Optical contact is defined as glass to glass physical contact that results in the zero or dark fringe of the well known Newton's Rings experiment. Surfaces of the same refractive index that are in contact are not reflecting and are therefore no longer visible. Optically, the surfaces effectively disappear.

 
In an evanescent wave coupler, the fibers, supported in substrates, have been polished to form plane facets in the cladding just above the core. The facets are optically contacted resulting in a coupling region where the two cores appear to be contained in a continuous cladding. This physical contact resists motion due to glass to glass static friction. The assembly is a glass only structure and therefore thermally stable as there are no interleaved layers of materials with highly variable refractive indices. Fiber facets are created slightly above the substrate surface so that only the facets themselves are in optical contact. There is a small gap of about 0.1 micron between the substrates.
 
The substrates are fixed, with a small elastic contact pressure, such that variations in the assembly due to thermal or mechanical stress are not passed onto the fibers.
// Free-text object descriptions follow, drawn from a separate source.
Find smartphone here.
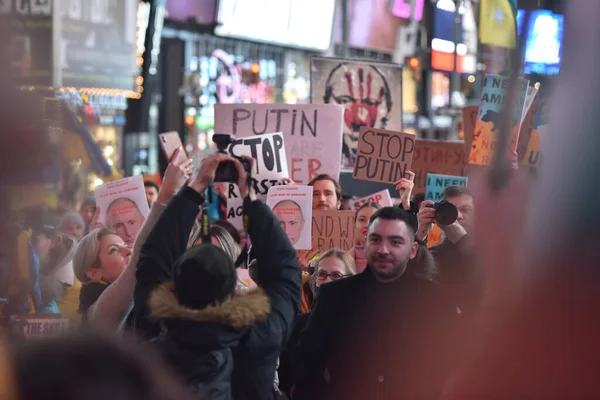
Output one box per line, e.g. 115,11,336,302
159,131,188,163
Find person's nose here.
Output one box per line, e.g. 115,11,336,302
123,224,133,238
120,245,132,257
377,242,390,255
319,193,327,203
457,210,464,222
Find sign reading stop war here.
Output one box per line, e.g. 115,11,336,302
214,104,344,185
411,140,468,194
228,132,289,199
311,210,355,253
353,128,416,184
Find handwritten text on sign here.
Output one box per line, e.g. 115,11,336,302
311,210,355,253
411,140,467,194
18,316,69,339
228,132,289,198
353,128,416,184
214,104,344,184
352,189,393,210
425,173,468,202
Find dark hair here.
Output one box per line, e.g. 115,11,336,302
212,220,242,245
308,174,342,202
144,181,160,192
368,207,418,239
443,185,472,199
80,197,96,209
355,201,381,220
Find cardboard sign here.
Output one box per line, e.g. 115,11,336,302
425,173,468,202
95,175,149,248
351,189,393,210
214,104,344,185
266,185,313,250
310,57,404,170
227,132,289,199
516,100,540,164
411,140,468,194
16,315,69,339
311,210,355,253
524,100,550,168
469,75,529,165
426,225,444,248
462,105,478,155
221,183,245,233
353,128,416,184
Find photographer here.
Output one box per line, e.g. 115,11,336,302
133,153,301,399
416,186,481,316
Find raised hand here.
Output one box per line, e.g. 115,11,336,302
395,171,415,210
157,148,193,204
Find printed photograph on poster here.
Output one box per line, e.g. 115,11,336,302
411,140,468,194
311,210,355,253
353,127,415,184
425,173,468,202
266,185,313,250
469,75,529,166
94,175,150,248
214,104,344,185
310,56,403,170
351,189,393,210
226,132,289,200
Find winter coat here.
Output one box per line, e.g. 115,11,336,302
134,186,301,399
295,266,460,400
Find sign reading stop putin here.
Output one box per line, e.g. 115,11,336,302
353,128,416,185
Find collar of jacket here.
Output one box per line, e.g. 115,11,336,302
149,282,270,329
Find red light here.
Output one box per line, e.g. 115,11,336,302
184,116,195,126
250,63,260,74
408,57,419,69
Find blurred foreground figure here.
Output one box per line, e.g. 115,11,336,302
1,334,191,400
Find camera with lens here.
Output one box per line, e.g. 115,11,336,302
426,200,458,226
212,133,252,182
This maintains the birefringent state of polarization maintaining fiber and low cross-coupling.
 
Coupling ratio is essentially flat over a large thermal range.
 
Another advantage of optical contact is that the cores of the fibers in the coupling region are not distorted. There is therefore very little loss of guidance. Polishing the facets to equal depths results in similar refractive index profiles and the contact is non reflective and non scattering. Low loss (excess loss) and low backreflection (return loss) are therefore typical of polished couplers. Well matched coupler halves also show similar propagation constants allowing 100% coupling. Resonant rings with very high finesse are possible.
 
Very deeply polished fibers and long interaction lengths allow over-coupling cycles where the light beats from core to core along the direction of propagation. Coupling to the first 50% beat gives the lowest wavelength dependence. This is typically 2.5% change in ratio for 1% change in wavelength. Wavelength dependence of couplers at the first 100% beat position is reduced by an order of magnitude.